A Litre of Beans?

@GreenMoo (11833)
April 14, 2009 1:50pm CST
I'm very pleased with myself, having finally sourced onions and potatoes in big bags at a fortnightly market at the weekend. Though I wasn't looking for them, I discovered that the same guy also sells dried beans by the litre, which seemed to me to be a novel way of buying them. I'd certainly never seen them sold that way before. Normally, I'd expect to buy fried goods by the kilo. He had wooden boxes in various depths, and each contained one, two or five litres of produce which he scooped into a bag for you. I spent a while this morning weighing my litres of beans to work out how they compare with the supermarket ones sold in 500g bags. For the record, you get more weight of white beans in a litre (825g) than you do black eyed beans or chickpeas (740g/760g)! They do work out cheaper, though not by a great deal. I think I'll keep buying them loose though as I can take my own container and not have to dispose of yet more plastic packaging.

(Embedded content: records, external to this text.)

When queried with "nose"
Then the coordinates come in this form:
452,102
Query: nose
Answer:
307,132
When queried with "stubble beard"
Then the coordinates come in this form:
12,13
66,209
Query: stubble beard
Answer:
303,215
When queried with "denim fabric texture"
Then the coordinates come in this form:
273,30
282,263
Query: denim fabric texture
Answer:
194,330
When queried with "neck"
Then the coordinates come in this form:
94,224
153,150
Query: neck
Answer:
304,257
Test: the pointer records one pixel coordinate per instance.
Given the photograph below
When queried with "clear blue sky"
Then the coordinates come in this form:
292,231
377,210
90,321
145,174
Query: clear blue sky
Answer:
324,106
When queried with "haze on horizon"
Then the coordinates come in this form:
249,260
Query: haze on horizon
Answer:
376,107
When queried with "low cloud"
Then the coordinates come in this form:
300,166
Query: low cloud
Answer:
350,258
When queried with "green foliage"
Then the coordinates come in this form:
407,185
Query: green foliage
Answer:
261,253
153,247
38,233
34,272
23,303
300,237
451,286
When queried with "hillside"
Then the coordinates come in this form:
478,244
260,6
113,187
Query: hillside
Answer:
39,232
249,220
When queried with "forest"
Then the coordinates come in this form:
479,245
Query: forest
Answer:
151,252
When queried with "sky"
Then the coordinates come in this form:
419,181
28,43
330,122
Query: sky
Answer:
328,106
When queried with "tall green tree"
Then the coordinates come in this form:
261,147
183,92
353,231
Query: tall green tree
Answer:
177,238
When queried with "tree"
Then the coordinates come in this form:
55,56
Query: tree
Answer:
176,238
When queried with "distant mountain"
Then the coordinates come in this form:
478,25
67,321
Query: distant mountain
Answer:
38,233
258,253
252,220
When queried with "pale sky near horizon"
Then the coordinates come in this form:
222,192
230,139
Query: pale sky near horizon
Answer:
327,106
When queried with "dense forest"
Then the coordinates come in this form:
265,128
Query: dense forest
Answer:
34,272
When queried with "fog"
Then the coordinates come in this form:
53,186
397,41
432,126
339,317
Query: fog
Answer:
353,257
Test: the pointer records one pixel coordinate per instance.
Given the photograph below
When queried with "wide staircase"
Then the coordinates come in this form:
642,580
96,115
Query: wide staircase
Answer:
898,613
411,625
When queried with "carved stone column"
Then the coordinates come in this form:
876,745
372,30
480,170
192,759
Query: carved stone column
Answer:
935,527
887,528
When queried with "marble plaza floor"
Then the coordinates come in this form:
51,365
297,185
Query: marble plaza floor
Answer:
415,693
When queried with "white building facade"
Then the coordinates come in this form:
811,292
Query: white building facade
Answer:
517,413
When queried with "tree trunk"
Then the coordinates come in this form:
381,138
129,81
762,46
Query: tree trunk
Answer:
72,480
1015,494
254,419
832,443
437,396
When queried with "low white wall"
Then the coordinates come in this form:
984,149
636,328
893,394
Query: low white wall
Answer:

Of course, I'm aiming to grow my own again this year. But we've eaten all last year's stored ones alreadt. Do they sell beans by the litre where you live? Perhaps it's perfectly normal where you are! What other things have you seen being sold in unusual ways?
2 responses
@katsmeow1213 (28716)
• United States
15 Apr 09
My family doesn't eat a lot of beans, so this isn't something I look for. However I've never seen them sold loose or anything. I've always ever only seen them in the baggies at the store. Like I said, we don't eat a lot of them, so I don't buy them often.
1 person likes this
@GreenMoo (11833)
15 Apr 09
Dried beans work out really cheap and are great for producing veggie meals so we tend to use quite allot. If it's not something you use allot of, I don't suppose you'd notice how they were packaged.
@dragon54u (31633)
• United States
15 Apr 09
There are a few places, not many, that sell beans and rice and such by the pound. You put what you want in a plastic bag, attach a tag with their product number and the cashier weighs it and charges you. I haven't seen any place like this where I live now but in big cities you have a lot of supermarkets that do it. I like buying things this way because I can get exactly the amount I want. I like the idea of your taking your own containers. We waste too much!
1 person likes this
@GreenMoo (11833)
15 Apr 09
By the pound or by the kilo I've seen before myself, but never by the litre before. I completely agree about the packaging thing. It doesn't matter how hard I try, but plastic packaging still sneaks into my home so it's great to be able to reduce it.